Input: Initial point $(x,y)$, $f: \mathbb{R}^d \times \mathbb{R}^d\rightarrow \mathbb{R}$
Output: A local min-max equilibrium $(x,y)$

For $i = 1,2, \ldots$

Step 1: Generate a batch gradient $v$ with mean $-\nabla_x f(x,y)$ and propose the generator update $x+v$.

Step 2: Compute $h(x+v, y) = f(x+v, w)$, by simulating a discriminator update $w$ via gradient ascent on $f(x+v, \cdot)$ starting at $y$.

Step 3: If $h(x+v, y)$ is less than $h(x,y) = f(x,y)$, accept both updates: $(x,y) = (x+v, w)$. Else, accept both updates with some small probability.

In our paper, we show that our algorithm is guaranteed to converge to a type of local min-max equilibrium in $\mathrm{poly}(\frac{1}{\varepsilon},d, b, L)$ time whenever $f$ is bounded by some $b>0$ and has $L$-Lipschitz gradients. Our algorithm does not require any special starting points, or any additional assumptions on $f$ such as convexity or monotonicity. (See Definition 3.2 and Theorem 3.3 in our paper.)

Figure 3. GDA (left) and a version of our algorithm (right) on $f(x,y) = xy, \, \, \, \, x,y \in [-5,5]$. While GDA is non-convergent from almost every initial point, our algorithm converges to the set of global min-max points (the red line). To ensure it converges to a (local) equilibrium, our algorithm's generator proposes multiple updates, simulates the discriminator's response, and rejects updates which do not lead to a net decrease in $f$. It only stops if it can't find such an update after many attempts. (To stay inside $[-5,5]\times [-5,5]$ this version of our algorithm uses projected gradients.)

So, how does our algorithm perform in practice?

When training a GAN on the mixture of four Gaussians dataset, we found that our algorithm avoids the cycling behavior observed in GDA. We ran each algorithm multiple times, and evaluated the results visually. By the 1500’th iteration GDA learned only one mode in 100% of the runs, and tended to cycle between two or more modes. In contrast, our algorithm was able to learn all four modes 68% of the runs, and three modes 26% of the runs.

Figure 4. GAN trained using GDA and our algorithm on a four Gaussian mixture dataset. While GDA cycles between the Gaussian modes (red dots), our algorithm learns all four modes.

When training on the 0-1 MNIST dataset, we found that GDA tends to briefly generate shapes that look like a combination of $0$’s and $1$’s, then switches to generating only $1$’s, and then re-learns how to generate $0$’s. In contrast, our algorithm seems to learn how to generate both $0$’s and $1$’s early on and does not stop generating either digit. We repeated this simulation multiple times for both algorithms, and visually inspected the images at the 1000’th iteration. GANs trained using our algorithm generated both digits by the 1000’th iteration in 86% of the runs, while those trained using GDA only did so in 23% of the runs.

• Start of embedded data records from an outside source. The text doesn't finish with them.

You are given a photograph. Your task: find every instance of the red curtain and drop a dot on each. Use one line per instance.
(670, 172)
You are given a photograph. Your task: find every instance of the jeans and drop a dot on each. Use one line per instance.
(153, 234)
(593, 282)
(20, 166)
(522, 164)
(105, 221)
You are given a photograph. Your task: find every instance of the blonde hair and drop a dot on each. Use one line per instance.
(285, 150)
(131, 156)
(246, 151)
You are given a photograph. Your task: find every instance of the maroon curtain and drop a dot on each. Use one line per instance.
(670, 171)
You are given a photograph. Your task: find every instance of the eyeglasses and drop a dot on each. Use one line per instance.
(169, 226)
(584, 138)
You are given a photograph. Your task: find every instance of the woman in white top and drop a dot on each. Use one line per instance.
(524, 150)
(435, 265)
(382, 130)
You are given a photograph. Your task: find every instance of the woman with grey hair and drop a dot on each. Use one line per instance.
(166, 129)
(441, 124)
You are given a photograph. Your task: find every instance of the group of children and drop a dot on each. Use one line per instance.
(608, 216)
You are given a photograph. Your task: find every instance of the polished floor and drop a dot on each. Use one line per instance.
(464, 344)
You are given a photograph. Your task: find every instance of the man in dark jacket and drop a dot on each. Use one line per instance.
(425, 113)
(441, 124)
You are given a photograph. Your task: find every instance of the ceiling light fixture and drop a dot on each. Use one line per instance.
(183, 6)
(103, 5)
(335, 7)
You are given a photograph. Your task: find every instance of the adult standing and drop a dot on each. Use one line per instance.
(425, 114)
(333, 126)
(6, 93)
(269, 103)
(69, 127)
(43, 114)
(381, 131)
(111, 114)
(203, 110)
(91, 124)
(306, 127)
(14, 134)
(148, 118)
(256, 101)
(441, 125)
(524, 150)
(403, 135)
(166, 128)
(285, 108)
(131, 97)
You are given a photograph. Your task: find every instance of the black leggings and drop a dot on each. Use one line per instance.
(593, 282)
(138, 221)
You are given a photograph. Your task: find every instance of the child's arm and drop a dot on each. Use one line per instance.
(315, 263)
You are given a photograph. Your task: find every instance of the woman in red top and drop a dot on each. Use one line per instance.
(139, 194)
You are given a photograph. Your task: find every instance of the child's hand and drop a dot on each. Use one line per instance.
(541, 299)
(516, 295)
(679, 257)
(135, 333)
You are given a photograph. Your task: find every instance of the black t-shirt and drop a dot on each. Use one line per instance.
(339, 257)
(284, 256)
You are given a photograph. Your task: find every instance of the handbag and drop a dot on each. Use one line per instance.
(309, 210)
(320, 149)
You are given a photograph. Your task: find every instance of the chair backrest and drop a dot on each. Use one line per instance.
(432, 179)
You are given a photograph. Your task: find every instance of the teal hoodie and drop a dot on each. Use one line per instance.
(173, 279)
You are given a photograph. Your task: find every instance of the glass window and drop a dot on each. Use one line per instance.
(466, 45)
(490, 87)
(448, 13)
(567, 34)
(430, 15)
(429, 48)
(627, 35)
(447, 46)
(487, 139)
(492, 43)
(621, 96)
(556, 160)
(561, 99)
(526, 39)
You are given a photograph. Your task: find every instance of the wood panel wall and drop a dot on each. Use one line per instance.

Figure 5. We trained a GAN with GDA and our algorithm on the 0-1 MNIST dataset. During the first 1000 iterations, GDA (left) forgets how to generate $0$'s, while our algorithm (right) learns how to generate both $0$'s and $1$'s early on and does not stop generating either digit.

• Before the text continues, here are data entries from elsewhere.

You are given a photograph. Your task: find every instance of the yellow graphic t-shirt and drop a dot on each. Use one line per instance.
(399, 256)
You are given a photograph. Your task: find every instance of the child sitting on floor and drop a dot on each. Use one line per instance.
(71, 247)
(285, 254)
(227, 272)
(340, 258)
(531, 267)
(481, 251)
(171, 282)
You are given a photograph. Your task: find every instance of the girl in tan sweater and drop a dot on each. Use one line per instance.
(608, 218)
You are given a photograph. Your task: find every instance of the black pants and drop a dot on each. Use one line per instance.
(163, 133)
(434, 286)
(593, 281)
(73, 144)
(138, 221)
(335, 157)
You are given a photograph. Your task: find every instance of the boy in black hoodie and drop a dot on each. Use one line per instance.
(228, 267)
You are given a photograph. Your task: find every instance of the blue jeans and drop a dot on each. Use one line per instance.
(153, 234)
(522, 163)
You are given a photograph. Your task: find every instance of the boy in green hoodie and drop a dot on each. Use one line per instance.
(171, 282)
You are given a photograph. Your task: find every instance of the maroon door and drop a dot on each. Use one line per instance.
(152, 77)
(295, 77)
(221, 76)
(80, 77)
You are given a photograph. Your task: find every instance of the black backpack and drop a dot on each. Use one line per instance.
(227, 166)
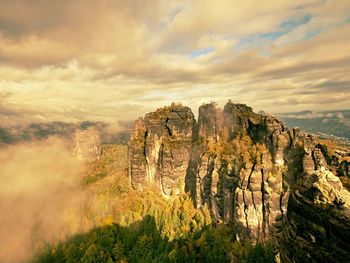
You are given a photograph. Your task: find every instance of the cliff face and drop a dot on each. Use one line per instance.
(244, 166)
(238, 167)
(87, 145)
(159, 149)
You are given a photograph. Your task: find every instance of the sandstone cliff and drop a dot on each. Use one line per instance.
(159, 148)
(246, 167)
(87, 145)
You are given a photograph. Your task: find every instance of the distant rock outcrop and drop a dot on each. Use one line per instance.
(248, 168)
(87, 145)
(159, 148)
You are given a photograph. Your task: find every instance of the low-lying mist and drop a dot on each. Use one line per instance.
(40, 197)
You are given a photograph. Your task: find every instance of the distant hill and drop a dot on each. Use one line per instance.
(327, 124)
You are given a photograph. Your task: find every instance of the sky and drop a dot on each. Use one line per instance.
(115, 60)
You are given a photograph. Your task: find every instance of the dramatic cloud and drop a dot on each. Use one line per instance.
(112, 60)
(37, 197)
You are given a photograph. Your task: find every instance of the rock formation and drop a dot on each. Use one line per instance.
(248, 168)
(159, 148)
(87, 145)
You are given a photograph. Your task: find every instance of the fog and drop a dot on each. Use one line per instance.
(40, 197)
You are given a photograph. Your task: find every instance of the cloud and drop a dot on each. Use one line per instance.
(37, 197)
(87, 59)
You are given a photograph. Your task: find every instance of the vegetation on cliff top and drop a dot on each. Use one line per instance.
(124, 225)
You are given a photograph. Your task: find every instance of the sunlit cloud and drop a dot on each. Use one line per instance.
(110, 60)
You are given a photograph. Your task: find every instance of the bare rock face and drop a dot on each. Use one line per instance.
(239, 167)
(159, 149)
(317, 225)
(244, 166)
(87, 145)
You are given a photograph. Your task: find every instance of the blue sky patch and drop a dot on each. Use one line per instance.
(284, 28)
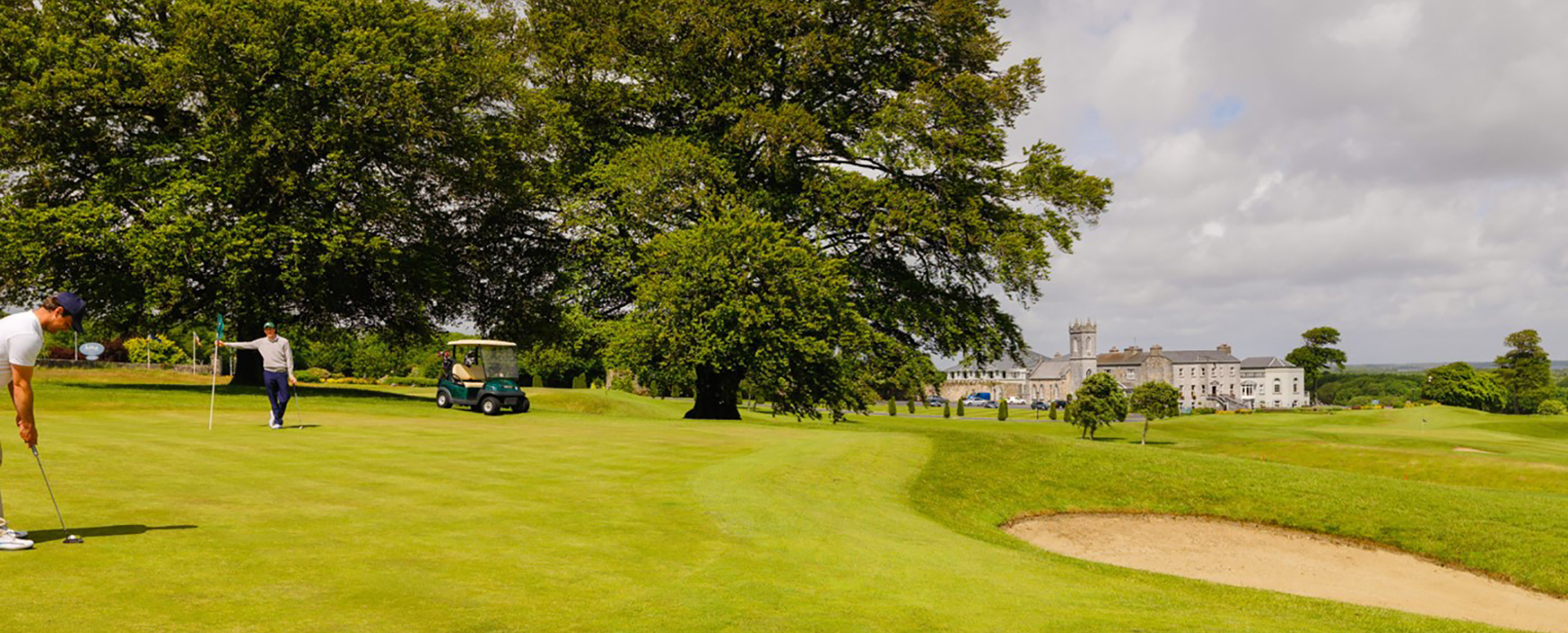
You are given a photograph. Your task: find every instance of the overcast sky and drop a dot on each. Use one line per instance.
(1392, 170)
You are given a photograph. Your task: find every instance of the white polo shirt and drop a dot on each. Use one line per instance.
(20, 341)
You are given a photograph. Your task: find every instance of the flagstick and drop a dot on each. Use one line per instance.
(214, 406)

While here we have focused on comparing our algorithm to GDA, in our paper we also include a comparison to Unrolled GANs, which exhibits cycling between modes. We also present results for CIFAR-10 (see Figures 3 and 7 in our paper), where we compute FID scores to track the progress of our algorithm. See our paper for more details; the code is available on GitHub.

Conclusion

In this post we have shown how to develop a practical and convergent first-order algorithm for training GANs. Our algorithm synthesizes an approximation to the global max function based on first-order algorithms, random search using batch gradients, and simulated annealing. Our simulations show that a version of this algorithm can lead to more stable training of GANs. And yet the amount of memory and time required by each iteration of our algorithm is competitive with GDA. This post, together with the previous post, show that different local approximations to the global max function $\max_z f(x,z)$ can lead to different types of convergent algorithms for min-max optimization. We believe that this idea should be useful in other applications of min-max optimization.